Total DNA was extracted using a MiniBEST Universal Genomic DNA Extraction Kit (TaKaRa, Japan). To determine the mtDNA/gDNA ratio, qPCR was performed to amplify the mitochondrial genome (mt16s) and nuclear genome (B2M), as previously described (Bueno et al., 2015). The expression of mtDNA was normalized by that of nuclear DNA using the comparative cycle threshold (^∆∆ Ct) method.

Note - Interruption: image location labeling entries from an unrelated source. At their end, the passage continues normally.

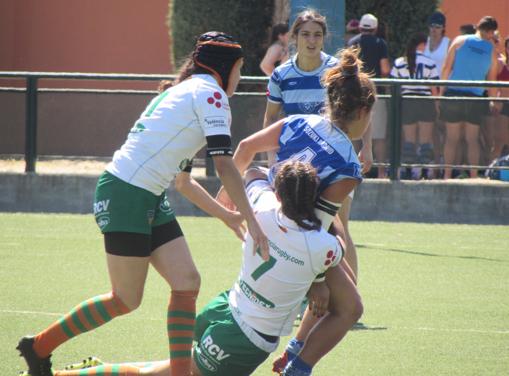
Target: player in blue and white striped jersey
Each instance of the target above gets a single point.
(323, 141)
(418, 115)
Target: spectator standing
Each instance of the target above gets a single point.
(373, 53)
(352, 29)
(467, 29)
(471, 57)
(277, 52)
(502, 124)
(436, 48)
(417, 115)
(437, 43)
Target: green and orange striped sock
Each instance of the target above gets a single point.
(181, 318)
(86, 316)
(104, 370)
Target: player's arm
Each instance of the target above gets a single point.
(234, 186)
(329, 202)
(266, 139)
(194, 192)
(269, 60)
(449, 60)
(345, 309)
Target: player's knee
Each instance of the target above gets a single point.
(125, 303)
(191, 280)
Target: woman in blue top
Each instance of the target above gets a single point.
(296, 87)
(323, 141)
(470, 57)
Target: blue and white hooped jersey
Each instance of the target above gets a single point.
(298, 91)
(311, 138)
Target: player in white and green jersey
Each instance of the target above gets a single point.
(135, 217)
(238, 329)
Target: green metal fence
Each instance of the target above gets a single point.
(395, 105)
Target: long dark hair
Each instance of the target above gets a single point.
(305, 16)
(277, 30)
(411, 52)
(348, 88)
(213, 50)
(297, 187)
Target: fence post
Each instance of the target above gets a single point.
(31, 124)
(395, 154)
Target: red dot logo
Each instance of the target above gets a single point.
(330, 257)
(214, 100)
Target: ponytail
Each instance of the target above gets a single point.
(297, 187)
(349, 89)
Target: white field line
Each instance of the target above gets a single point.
(37, 313)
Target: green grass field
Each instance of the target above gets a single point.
(436, 297)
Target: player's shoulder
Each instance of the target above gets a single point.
(283, 70)
(329, 60)
(325, 246)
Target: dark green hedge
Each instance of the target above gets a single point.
(248, 21)
(398, 19)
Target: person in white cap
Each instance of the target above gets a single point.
(373, 52)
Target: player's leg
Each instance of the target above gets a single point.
(351, 251)
(345, 309)
(174, 262)
(224, 348)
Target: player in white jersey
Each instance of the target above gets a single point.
(297, 88)
(322, 141)
(133, 213)
(238, 330)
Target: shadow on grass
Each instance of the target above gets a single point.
(427, 254)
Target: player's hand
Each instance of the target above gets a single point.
(495, 107)
(224, 199)
(318, 296)
(366, 158)
(235, 221)
(259, 239)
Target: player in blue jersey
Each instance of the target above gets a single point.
(296, 88)
(325, 142)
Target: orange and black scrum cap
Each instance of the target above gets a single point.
(217, 52)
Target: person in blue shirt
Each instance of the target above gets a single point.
(296, 88)
(325, 142)
(470, 57)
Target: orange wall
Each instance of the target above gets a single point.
(459, 12)
(99, 36)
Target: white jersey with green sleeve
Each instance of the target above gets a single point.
(268, 294)
(170, 132)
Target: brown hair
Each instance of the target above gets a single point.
(349, 89)
(305, 16)
(214, 53)
(297, 187)
(487, 23)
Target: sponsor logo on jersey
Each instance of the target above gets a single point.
(101, 206)
(150, 216)
(138, 127)
(215, 122)
(285, 255)
(215, 99)
(309, 107)
(103, 221)
(254, 296)
(211, 353)
(330, 257)
(318, 140)
(165, 207)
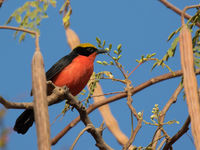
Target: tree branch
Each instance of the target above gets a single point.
(163, 113)
(180, 133)
(134, 90)
(96, 133)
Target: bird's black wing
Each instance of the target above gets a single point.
(59, 65)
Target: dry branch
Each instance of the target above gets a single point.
(134, 90)
(95, 132)
(189, 79)
(41, 115)
(171, 101)
(176, 10)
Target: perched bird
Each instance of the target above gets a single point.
(73, 70)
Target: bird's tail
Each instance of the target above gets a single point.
(24, 121)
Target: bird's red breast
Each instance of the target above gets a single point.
(76, 75)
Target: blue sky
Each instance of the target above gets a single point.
(141, 26)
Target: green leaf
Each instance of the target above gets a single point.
(115, 52)
(98, 40)
(99, 62)
(53, 3)
(104, 63)
(110, 46)
(9, 20)
(171, 35)
(34, 4)
(45, 6)
(154, 65)
(22, 37)
(62, 7)
(119, 46)
(108, 74)
(111, 63)
(104, 42)
(38, 19)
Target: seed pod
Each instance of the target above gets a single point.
(72, 38)
(190, 82)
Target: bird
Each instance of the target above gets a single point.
(73, 70)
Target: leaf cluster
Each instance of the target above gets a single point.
(30, 15)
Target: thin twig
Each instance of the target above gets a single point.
(134, 133)
(176, 10)
(81, 133)
(161, 144)
(180, 133)
(184, 10)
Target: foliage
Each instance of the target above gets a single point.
(30, 15)
(196, 43)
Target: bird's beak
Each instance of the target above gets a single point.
(100, 51)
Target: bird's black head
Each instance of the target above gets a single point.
(87, 49)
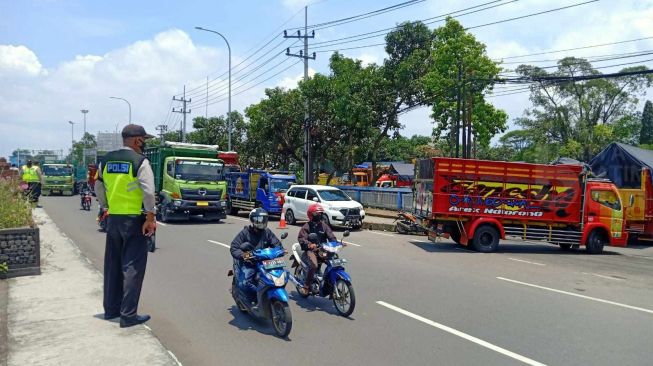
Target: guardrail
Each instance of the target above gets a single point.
(385, 198)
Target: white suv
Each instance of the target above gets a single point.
(340, 210)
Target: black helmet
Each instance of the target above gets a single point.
(259, 218)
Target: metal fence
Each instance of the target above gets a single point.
(384, 198)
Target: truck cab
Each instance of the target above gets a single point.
(193, 186)
(58, 179)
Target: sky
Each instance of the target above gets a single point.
(58, 57)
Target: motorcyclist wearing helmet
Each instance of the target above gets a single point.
(255, 236)
(317, 226)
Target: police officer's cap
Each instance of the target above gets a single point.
(135, 131)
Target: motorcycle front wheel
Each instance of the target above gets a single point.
(344, 298)
(281, 318)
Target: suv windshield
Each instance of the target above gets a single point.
(57, 170)
(334, 195)
(199, 170)
(277, 185)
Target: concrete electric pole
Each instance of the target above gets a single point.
(308, 158)
(183, 110)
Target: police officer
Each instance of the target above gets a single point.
(32, 176)
(126, 187)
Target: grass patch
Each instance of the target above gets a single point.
(15, 209)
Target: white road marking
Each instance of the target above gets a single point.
(378, 233)
(221, 244)
(577, 295)
(604, 276)
(529, 262)
(462, 335)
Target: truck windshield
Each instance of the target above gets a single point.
(199, 170)
(277, 185)
(57, 170)
(334, 195)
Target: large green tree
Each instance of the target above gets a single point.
(646, 134)
(578, 118)
(459, 76)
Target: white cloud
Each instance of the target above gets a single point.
(147, 73)
(19, 60)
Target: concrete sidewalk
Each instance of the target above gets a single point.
(56, 318)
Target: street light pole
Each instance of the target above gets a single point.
(229, 127)
(130, 107)
(84, 112)
(72, 140)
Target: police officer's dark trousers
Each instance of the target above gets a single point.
(125, 258)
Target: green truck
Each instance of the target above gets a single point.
(189, 180)
(58, 178)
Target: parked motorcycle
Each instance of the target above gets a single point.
(407, 223)
(334, 282)
(87, 198)
(271, 279)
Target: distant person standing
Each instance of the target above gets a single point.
(31, 175)
(125, 186)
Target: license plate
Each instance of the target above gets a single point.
(274, 263)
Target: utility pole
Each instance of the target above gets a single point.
(162, 131)
(308, 158)
(183, 110)
(84, 112)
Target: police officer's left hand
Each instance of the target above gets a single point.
(149, 227)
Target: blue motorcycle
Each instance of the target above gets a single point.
(271, 279)
(334, 282)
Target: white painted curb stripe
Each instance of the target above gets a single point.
(529, 262)
(221, 244)
(577, 295)
(462, 335)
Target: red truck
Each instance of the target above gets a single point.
(477, 203)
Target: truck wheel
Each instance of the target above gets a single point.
(486, 239)
(290, 217)
(595, 242)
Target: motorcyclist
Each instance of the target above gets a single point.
(255, 236)
(317, 226)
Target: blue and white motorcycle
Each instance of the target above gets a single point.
(271, 279)
(334, 282)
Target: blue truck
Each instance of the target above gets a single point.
(257, 188)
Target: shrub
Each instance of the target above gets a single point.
(15, 209)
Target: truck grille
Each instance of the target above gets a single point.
(201, 194)
(350, 212)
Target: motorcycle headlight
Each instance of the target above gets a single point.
(278, 281)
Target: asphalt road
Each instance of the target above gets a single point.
(418, 303)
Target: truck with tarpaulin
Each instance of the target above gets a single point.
(58, 178)
(478, 202)
(258, 188)
(630, 167)
(189, 181)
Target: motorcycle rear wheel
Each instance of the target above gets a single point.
(346, 302)
(281, 318)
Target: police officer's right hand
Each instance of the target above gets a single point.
(247, 256)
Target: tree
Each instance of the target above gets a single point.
(646, 134)
(214, 131)
(578, 118)
(460, 74)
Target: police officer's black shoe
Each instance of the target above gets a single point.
(126, 322)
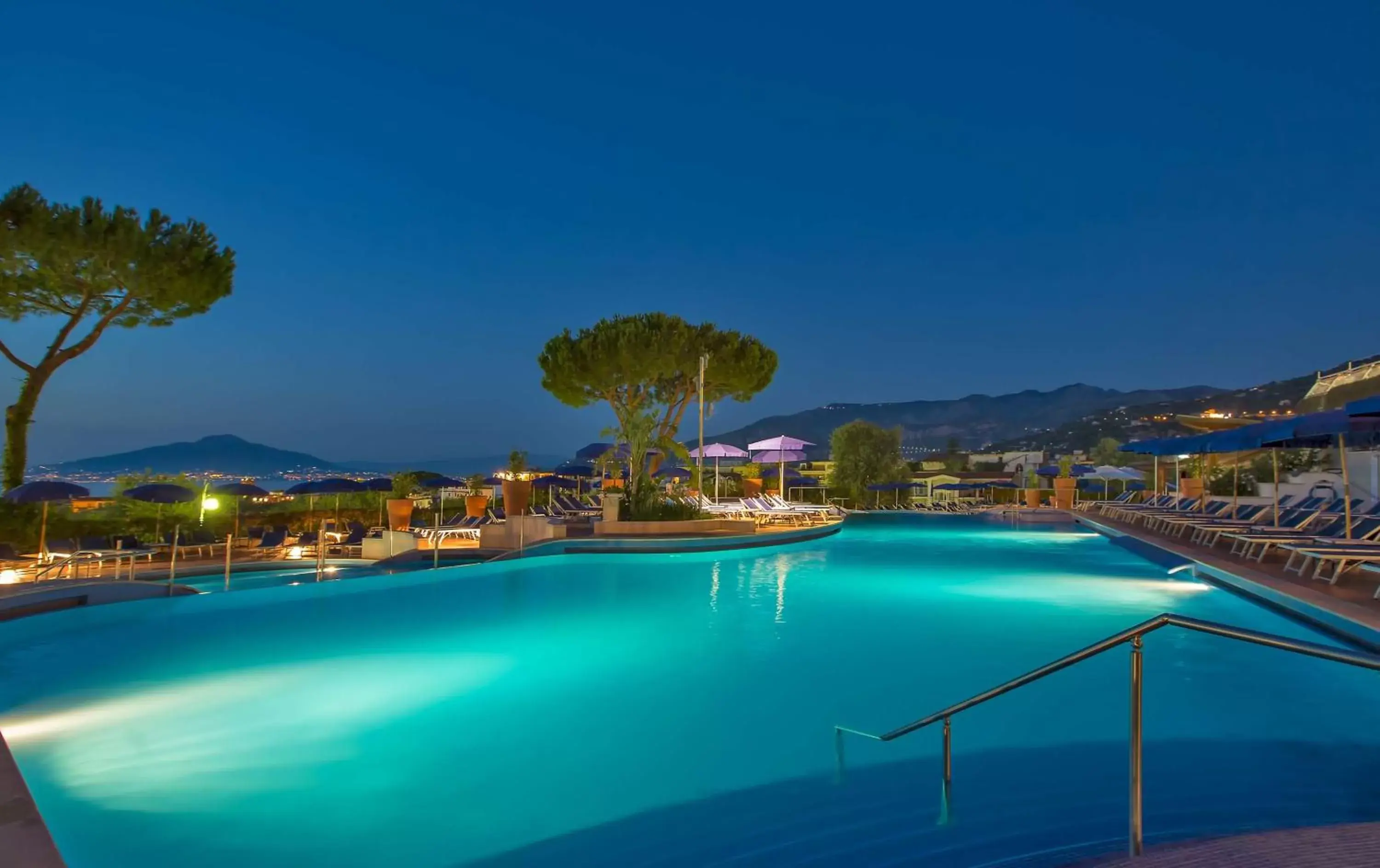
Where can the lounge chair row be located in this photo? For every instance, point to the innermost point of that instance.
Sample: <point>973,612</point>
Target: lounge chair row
<point>1314,535</point>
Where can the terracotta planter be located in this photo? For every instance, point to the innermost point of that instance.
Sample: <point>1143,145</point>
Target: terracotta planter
<point>1064,489</point>
<point>517,496</point>
<point>399,514</point>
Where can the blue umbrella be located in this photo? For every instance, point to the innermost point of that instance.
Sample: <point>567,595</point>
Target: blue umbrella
<point>329,486</point>
<point>577,470</point>
<point>163,493</point>
<point>45,492</point>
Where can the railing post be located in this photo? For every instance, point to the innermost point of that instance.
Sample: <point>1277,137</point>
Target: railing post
<point>838,755</point>
<point>947,793</point>
<point>1138,842</point>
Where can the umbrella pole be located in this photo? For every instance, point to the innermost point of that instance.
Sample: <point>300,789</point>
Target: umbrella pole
<point>1346,482</point>
<point>1274,459</point>
<point>177,532</point>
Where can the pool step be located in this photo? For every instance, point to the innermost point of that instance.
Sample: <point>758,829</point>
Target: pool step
<point>1012,808</point>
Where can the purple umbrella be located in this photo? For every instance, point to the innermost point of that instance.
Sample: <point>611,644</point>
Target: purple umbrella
<point>718,451</point>
<point>780,451</point>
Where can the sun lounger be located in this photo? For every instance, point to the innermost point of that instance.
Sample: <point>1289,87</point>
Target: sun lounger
<point>1260,543</point>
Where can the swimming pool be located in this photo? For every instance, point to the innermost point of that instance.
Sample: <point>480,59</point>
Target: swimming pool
<point>675,710</point>
<point>263,577</point>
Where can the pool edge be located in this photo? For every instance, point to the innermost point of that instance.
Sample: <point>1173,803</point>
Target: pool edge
<point>1329,622</point>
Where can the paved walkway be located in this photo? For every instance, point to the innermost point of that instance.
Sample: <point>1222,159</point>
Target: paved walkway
<point>1321,846</point>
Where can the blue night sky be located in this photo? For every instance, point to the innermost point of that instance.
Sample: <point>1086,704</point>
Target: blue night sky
<point>906,200</point>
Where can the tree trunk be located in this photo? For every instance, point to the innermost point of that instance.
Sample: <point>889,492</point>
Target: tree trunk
<point>17,418</point>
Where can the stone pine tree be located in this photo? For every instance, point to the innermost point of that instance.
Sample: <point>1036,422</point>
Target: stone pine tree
<point>650,363</point>
<point>866,455</point>
<point>87,269</point>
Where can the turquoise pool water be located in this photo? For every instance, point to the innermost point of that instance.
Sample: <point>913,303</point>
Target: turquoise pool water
<point>617,710</point>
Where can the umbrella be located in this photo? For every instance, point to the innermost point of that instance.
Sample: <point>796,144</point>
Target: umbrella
<point>783,446</point>
<point>45,492</point>
<point>438,484</point>
<point>165,493</point>
<point>579,470</point>
<point>779,451</point>
<point>576,468</point>
<point>551,484</point>
<point>336,485</point>
<point>238,491</point>
<point>717,452</point>
<point>383,485</point>
<point>677,474</point>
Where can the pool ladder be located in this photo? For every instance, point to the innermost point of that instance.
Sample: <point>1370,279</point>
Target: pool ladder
<point>1133,637</point>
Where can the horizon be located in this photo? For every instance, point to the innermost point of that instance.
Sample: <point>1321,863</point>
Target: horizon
<point>568,455</point>
<point>906,205</point>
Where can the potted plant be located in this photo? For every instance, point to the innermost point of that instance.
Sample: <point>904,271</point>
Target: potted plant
<point>401,504</point>
<point>477,502</point>
<point>751,475</point>
<point>1064,484</point>
<point>1031,491</point>
<point>517,491</point>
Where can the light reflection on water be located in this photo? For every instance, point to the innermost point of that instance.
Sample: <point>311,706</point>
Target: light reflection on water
<point>496,706</point>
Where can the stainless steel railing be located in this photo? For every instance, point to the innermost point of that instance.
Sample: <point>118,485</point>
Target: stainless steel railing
<point>1133,637</point>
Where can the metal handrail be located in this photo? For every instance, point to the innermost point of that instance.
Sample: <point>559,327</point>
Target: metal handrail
<point>1132,635</point>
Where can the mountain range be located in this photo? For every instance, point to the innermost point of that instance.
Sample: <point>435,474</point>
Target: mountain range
<point>239,457</point>
<point>1160,418</point>
<point>975,421</point>
<point>1070,417</point>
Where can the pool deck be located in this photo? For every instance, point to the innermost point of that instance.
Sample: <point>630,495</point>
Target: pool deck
<point>1354,845</point>
<point>1347,608</point>
<point>24,838</point>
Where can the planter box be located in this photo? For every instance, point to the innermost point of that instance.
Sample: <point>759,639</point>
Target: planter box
<point>1064,489</point>
<point>702,528</point>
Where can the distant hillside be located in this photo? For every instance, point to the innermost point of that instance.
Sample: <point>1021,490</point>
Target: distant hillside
<point>975,421</point>
<point>1139,421</point>
<point>457,467</point>
<point>223,453</point>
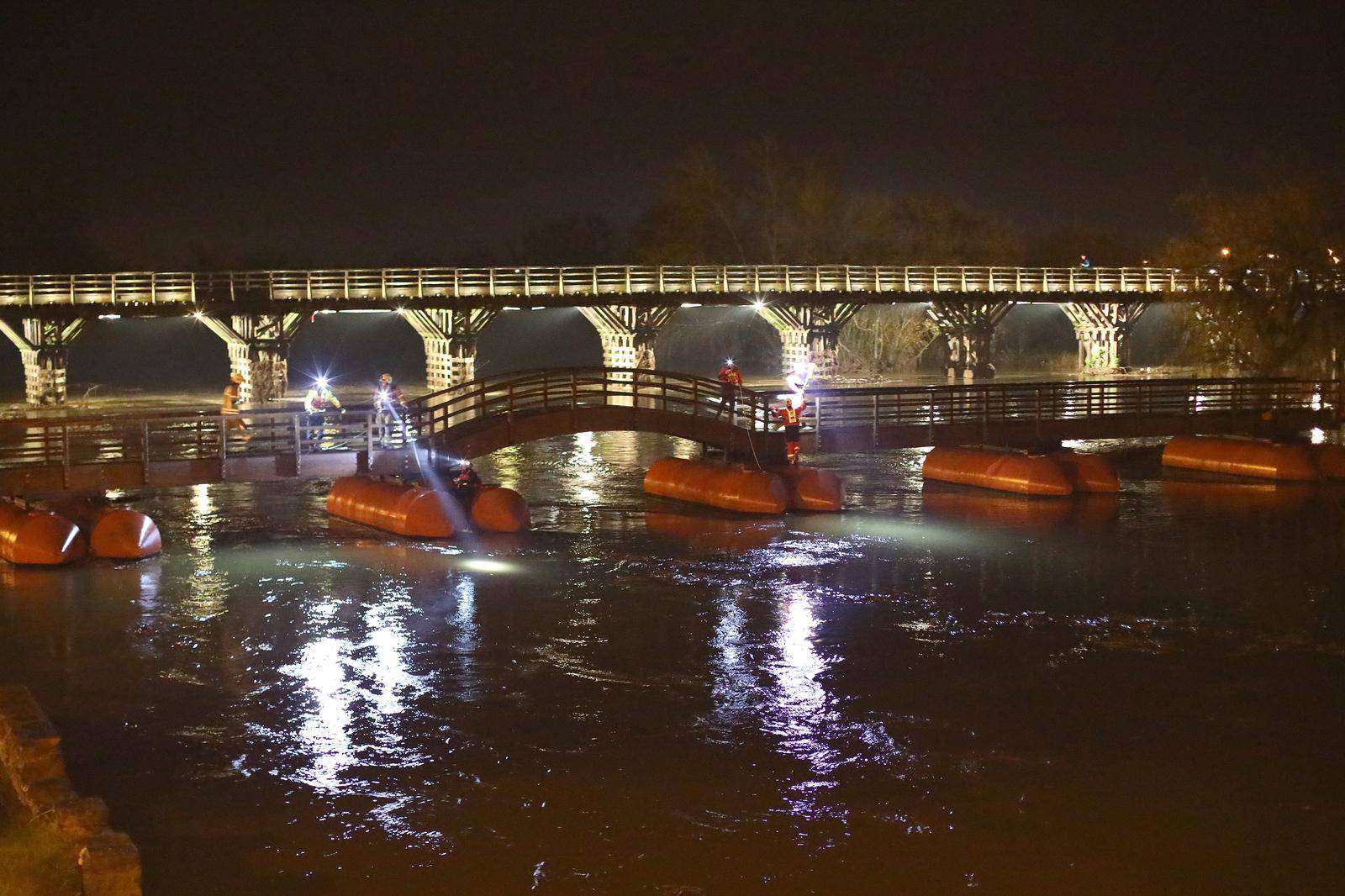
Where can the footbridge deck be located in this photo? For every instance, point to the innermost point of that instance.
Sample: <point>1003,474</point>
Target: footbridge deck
<point>174,293</point>
<point>45,455</point>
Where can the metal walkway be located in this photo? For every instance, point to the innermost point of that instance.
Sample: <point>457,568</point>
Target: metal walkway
<point>50,455</point>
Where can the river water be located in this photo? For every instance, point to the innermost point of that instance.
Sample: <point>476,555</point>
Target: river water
<point>935,690</point>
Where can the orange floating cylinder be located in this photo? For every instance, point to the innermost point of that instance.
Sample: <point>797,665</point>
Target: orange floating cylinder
<point>751,492</point>
<point>498,509</point>
<point>38,537</point>
<point>116,533</point>
<point>392,506</point>
<point>1000,470</point>
<point>1089,472</point>
<point>811,488</point>
<point>1241,458</point>
<point>1329,459</point>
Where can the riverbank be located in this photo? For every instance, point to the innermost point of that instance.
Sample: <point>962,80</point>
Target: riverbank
<point>34,862</point>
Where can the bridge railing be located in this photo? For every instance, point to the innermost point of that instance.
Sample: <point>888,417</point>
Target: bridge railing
<point>412,284</point>
<point>1067,400</point>
<point>569,389</point>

The sequences of the primers used for PCR were as follows: SIRT3 (mouse): forward, CACGTTTACAAACATGAACC, reverse, CATGCTAGATTGCCCTAGT; β-actin (mouse): forward, AGACCTTCAACACCCCAG, reverse, CACGATTTCCCTCTCAGC; SIRT3 (human): forward, TGGCACCCAGCACAATGAA, reverse, CTAAGTCATAGTCCGCCTAGAAGCA; β-actin (human): forward, TGGCACCCAGCACAATGAA, reverse, CTAAGTCATAGTCCGCCTAGAAGCA; B2M (human): forward, TGCTGTCTCCATGTTTGATGTATCT, reverse, TCTCTGCTCCCCACCTCTAGGT; and mt16S (human): forward, GCCTTCCCCCGTAAATGATA, reverse, TTATGCGATTACCGGGCTCT.

ATP Production

Cellular ATP levels were determined using an Enhanced ATP Assay Kit (Beyotime, China). Lysed cells were centrifuged for 5 min at 4°C and 12,000 g, and the supernatant was collected. Before ATP detection, detecting solution was added to a 96-well plate and incubated at room temperature for 5 min. The supernatant was then added to the plate, mixed quickly, and read within 30 min. Total ATP levels were calculated from the luminescence signals and were normalized by the protein concentrations.

Apoptosis Analysis

For Annexin V FITC (BD Biosciences, San Diego, CA, USA) labeling, HK2 cells were gathered by trypsinization, washed in cold phosphate-buffered serum (PBS), and then incubated with Annexin V FITC according to the manufacturer’s instructions. Next, the cells were analyzed by flow cytometry.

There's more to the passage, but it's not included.